Riding the Lagos bus is more than a means of getting around for me now. It’s a cultural experience all on its own. Every bus on the road across the city, with the attendant anyhowness that marks its pulsating voyage, is a metaphor for the charges, firing and traveling in indiscriminate bursts across the city’s meshy neural network.
There’s the occasional Uber – my personal favorite for when I’m out later than 9 pm. Apart from creating the occasional comfort and being driven around in complete silence that I seldom crave, it has proven to be an efficient means of getting home without the risk of getting mugged. I had the misfortune of breaking my MO once and took a bus on a humid Wednesday night in July from Lekki at past 10 pm. It was the most dramatic ordeal I’ve had the opportunity to be a part of on the road. Long story short, we were robbed by men dressed in police combat gear, relieved of our phones and bags (I dunno how, but I miraculously walked away with my backpack containing my Mac that night). I’ve strictly adhered to my MO since. No buses at night.
Jetpacks. I’d be remiss if I didn’t mention my obsession with jetpacks this year.
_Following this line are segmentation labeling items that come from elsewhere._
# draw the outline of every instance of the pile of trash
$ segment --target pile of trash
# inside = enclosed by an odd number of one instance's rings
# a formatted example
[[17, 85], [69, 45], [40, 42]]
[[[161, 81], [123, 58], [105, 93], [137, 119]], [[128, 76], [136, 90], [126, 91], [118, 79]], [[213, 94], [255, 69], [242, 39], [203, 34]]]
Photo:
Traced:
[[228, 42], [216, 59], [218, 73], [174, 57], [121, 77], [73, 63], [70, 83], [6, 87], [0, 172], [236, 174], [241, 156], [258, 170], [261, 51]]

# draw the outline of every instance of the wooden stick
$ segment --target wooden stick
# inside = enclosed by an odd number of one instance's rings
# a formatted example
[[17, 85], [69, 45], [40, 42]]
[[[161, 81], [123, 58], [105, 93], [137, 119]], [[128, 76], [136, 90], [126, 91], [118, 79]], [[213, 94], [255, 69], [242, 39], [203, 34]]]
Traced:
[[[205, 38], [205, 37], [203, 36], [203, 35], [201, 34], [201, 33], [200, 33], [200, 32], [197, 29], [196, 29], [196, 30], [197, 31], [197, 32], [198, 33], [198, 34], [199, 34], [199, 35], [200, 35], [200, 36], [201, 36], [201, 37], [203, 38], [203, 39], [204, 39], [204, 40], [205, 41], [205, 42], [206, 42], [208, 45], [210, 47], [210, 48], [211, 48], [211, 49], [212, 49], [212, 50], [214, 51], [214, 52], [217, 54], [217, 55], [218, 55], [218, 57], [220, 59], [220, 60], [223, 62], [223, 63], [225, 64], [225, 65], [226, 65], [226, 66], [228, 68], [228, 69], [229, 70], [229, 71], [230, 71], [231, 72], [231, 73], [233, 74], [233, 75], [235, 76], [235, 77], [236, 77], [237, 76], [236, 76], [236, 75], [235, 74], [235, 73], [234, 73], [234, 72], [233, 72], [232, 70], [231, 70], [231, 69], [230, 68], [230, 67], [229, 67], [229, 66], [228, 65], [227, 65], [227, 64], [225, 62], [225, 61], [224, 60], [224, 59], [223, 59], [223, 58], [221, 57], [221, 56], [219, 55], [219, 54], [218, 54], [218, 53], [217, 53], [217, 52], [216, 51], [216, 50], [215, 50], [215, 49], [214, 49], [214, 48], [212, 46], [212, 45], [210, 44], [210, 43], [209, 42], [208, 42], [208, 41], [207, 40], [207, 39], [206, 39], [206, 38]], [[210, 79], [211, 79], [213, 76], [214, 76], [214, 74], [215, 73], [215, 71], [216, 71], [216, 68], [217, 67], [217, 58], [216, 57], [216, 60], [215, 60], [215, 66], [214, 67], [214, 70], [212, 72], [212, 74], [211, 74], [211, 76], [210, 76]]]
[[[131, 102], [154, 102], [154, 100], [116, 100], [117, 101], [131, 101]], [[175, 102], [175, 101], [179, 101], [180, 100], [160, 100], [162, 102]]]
You spend so much time commuting, a few wonky ideas start to flood your mind. There hasn’t been a day I was on the road this year I didn’t crave jetpacks. I genuinely think they’ll help cut down commute times significantly across the city. Or we could have civilian Iron Man suits. Someone should build a business around those. Or, maybe there should be a legislation that mandates companies to offer some form of remote options to their employees (Techpoint wrote an article about this
totally based off of my tweet, by the way).
One gets to leave the city behind sometimes. Sometimes for work, or when one takes a break from work. I don’t understand people who stay back here when they take a vacation from work, though. The city will always be here, the smell and the madness won’t go away. You’re meant to be here only if you absolutely have to be. One is besotted with thoughts of leaving every now and again when you can no longer muster up sufficient patience and tolerance for the bus life, when your bones ache more than normal. When you need to rest your mind. But one promptly returns – unwillingly, but without as much a fight as is needed – to the yellow mobile cells. It is the identity of Lagos. It is also, in a weird way, my identity. I am riding the bus and finding myself.